Principles
Too much current map design is based slavishly on the London Underground map principles and not enough creative thinking goes into the interpretation of complex modern travel systems. The aim should be to make what is unclear on the ground easier to understand, yet often what is straightforward on the ground is made to look less practical.
Relating to reality
The map designer should not be forcing a network to follow those abstract rules but should look for clues on the ground to show the individuality of the region being depicted. London has a coke-bottle shaped circle line that defines the shape of the west end and city; Europe has the Rhine Valley with its distinctive arrow shape with the east facing point at Mainz; Manhattan has its own distinctive tilt; there's a tilted parallelogram that links Liverpool and Manchester together; there's the axis of a major thoroughfare, river or coastline - these are the shapes and angles that help the user identify with a map. Yes, complex areas need opening out, long station names have to be coped with, but geography is always there.
Innovation
This website hopes to show many innovations.
For example, the new UK rail maps feature 22.5º angles to enable all main lines to radiate from London and to reflect the backbone, or shape, of the country. They also develop a new system to solve the problem of repetitive place names where there are multiple stations on multiple lines. Lines that have natural curves are shown as such and are not forced into an unnatural grid.

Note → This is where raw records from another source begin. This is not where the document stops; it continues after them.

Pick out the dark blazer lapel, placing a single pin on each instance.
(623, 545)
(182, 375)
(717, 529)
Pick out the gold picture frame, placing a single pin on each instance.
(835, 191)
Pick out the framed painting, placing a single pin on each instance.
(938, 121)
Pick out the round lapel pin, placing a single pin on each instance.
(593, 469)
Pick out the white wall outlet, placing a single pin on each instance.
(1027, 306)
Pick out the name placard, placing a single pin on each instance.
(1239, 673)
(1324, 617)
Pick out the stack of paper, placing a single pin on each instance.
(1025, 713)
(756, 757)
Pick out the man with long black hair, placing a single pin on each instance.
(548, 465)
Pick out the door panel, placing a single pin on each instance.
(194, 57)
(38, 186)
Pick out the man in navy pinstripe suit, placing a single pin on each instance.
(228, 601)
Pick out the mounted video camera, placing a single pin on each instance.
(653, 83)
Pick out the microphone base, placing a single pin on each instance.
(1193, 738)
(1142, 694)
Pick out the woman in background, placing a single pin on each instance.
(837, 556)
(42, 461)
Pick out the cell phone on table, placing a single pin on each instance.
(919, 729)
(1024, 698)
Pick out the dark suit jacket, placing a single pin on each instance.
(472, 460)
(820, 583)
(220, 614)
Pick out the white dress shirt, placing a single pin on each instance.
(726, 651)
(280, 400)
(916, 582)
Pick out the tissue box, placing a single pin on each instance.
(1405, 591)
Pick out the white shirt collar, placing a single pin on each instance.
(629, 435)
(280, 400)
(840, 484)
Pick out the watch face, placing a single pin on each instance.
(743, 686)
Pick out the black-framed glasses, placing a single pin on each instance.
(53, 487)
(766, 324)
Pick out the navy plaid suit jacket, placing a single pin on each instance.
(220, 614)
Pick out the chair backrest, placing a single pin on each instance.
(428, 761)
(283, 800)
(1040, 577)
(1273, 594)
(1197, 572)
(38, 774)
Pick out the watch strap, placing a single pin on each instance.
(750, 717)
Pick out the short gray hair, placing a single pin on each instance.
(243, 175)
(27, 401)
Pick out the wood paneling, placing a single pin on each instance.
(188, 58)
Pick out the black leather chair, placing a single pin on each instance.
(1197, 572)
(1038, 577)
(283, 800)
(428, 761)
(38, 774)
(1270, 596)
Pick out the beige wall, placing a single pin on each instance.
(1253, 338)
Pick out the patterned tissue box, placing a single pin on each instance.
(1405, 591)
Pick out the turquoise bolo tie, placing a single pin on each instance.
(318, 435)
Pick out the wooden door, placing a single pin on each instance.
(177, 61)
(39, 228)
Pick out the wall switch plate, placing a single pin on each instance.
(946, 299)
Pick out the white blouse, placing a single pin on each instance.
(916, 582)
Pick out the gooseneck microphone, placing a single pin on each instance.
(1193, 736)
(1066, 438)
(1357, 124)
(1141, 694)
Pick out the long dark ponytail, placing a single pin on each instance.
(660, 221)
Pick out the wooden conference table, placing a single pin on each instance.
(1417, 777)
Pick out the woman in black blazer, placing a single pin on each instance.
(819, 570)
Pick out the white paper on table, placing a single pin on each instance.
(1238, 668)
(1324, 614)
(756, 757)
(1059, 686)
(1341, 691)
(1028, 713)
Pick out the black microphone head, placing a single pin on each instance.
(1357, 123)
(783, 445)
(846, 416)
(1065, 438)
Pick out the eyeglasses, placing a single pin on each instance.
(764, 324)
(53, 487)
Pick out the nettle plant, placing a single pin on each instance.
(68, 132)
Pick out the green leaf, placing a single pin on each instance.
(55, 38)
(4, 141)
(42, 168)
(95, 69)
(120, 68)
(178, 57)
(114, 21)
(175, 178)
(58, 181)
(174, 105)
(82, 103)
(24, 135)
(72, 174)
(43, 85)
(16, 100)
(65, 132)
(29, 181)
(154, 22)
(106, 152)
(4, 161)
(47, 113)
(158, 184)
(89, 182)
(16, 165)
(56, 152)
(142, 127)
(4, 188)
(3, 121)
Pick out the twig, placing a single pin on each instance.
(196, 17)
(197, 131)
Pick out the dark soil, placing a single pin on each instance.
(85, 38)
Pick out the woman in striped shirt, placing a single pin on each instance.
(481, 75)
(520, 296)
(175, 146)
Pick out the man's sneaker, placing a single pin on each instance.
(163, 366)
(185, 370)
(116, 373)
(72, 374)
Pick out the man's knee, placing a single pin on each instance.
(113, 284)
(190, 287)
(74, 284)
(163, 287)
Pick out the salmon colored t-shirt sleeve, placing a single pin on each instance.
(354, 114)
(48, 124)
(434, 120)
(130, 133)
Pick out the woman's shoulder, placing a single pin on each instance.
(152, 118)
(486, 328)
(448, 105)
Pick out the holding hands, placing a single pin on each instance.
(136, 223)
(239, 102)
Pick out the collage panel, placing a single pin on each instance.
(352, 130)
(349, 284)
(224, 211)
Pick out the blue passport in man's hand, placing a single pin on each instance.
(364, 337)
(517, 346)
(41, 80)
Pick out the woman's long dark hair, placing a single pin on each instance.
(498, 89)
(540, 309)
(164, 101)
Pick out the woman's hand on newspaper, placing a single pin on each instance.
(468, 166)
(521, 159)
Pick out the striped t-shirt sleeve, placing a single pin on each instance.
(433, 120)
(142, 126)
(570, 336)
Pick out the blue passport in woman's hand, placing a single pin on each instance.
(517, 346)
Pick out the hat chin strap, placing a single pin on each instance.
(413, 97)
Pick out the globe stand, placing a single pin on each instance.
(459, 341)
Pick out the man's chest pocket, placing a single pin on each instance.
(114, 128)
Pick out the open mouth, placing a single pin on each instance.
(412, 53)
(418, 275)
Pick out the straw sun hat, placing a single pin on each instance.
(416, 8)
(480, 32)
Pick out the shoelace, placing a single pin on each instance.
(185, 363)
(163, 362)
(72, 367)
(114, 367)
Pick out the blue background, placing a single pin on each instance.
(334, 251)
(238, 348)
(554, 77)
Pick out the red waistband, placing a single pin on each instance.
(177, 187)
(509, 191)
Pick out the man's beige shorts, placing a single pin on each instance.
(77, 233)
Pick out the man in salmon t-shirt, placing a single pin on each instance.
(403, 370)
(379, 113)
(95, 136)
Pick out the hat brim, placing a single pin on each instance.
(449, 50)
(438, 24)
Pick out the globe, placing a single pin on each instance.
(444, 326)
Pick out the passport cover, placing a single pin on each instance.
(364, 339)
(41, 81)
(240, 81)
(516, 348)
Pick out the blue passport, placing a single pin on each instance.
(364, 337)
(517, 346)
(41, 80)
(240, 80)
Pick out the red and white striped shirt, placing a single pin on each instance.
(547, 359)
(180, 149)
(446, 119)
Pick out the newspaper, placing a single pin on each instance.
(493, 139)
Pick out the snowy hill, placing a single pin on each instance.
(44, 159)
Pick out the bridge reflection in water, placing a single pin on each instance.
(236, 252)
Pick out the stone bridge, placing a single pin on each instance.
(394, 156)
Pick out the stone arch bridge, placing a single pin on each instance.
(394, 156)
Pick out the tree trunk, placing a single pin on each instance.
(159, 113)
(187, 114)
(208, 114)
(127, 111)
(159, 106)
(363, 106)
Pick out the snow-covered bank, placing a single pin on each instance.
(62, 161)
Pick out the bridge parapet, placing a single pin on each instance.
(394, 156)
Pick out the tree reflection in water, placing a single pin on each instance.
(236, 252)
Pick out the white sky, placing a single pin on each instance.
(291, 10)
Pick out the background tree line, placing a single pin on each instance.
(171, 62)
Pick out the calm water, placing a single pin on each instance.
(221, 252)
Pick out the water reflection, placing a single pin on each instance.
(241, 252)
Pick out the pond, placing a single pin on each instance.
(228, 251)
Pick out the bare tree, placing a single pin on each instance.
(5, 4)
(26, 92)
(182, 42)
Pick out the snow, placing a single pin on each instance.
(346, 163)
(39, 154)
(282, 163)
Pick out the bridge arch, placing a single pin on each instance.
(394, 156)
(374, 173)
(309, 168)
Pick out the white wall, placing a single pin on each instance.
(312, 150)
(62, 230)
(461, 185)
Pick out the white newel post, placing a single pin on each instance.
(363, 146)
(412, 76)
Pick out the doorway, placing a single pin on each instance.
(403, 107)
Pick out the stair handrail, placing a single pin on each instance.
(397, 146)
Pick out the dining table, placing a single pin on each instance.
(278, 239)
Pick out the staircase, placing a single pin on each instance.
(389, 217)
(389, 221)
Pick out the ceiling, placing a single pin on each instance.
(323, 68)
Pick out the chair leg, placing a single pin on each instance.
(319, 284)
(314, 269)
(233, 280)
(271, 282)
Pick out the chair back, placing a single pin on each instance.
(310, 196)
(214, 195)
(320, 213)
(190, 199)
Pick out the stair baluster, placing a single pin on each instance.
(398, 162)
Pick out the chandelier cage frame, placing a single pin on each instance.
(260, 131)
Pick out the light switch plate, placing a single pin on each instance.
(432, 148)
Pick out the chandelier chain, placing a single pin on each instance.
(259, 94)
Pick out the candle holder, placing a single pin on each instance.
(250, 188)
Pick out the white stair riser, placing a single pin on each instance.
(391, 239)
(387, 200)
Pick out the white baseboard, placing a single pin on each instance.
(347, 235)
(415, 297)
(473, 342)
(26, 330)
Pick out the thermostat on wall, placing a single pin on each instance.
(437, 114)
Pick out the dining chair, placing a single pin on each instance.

The Merseyrail map uses 30º and 60º angles which help to shrink the size of the map to a square and more accurately reflect how the network looks. The balloon loop under Liverpool city centre is shown as such and not forced into squares with the corners rounded off as depicted by Merseytravel. Ticket areas are described better.
The Manchester map indicates the city centre by the use of a large capital M (as seen on roundabouts approaching the city), shows the platform layout at the divided Piccadilly station and shows the GMPTE ticketing area as a simple oval.
The Railteam map shows all stations in Paris, a new way of showing the routes and a much more effective use of space.
The London Overground map interprets the orbital nature of the four disparate lines that formed this politically created network by the use of very shallow curves; a new way to show the central London focus and a different way to show the Thames.
The Valleys map reflects the nature of the South Wales valleys and has English and Welsh versions to avoid the pitfalls of a bi-lingual map.
However, this site is not suggesting that any of its maps are perfect or finished. Experience shows that maps can always improved given time and new information. Also, views and opinion can develop. There is no such thing as the finished, perfect map.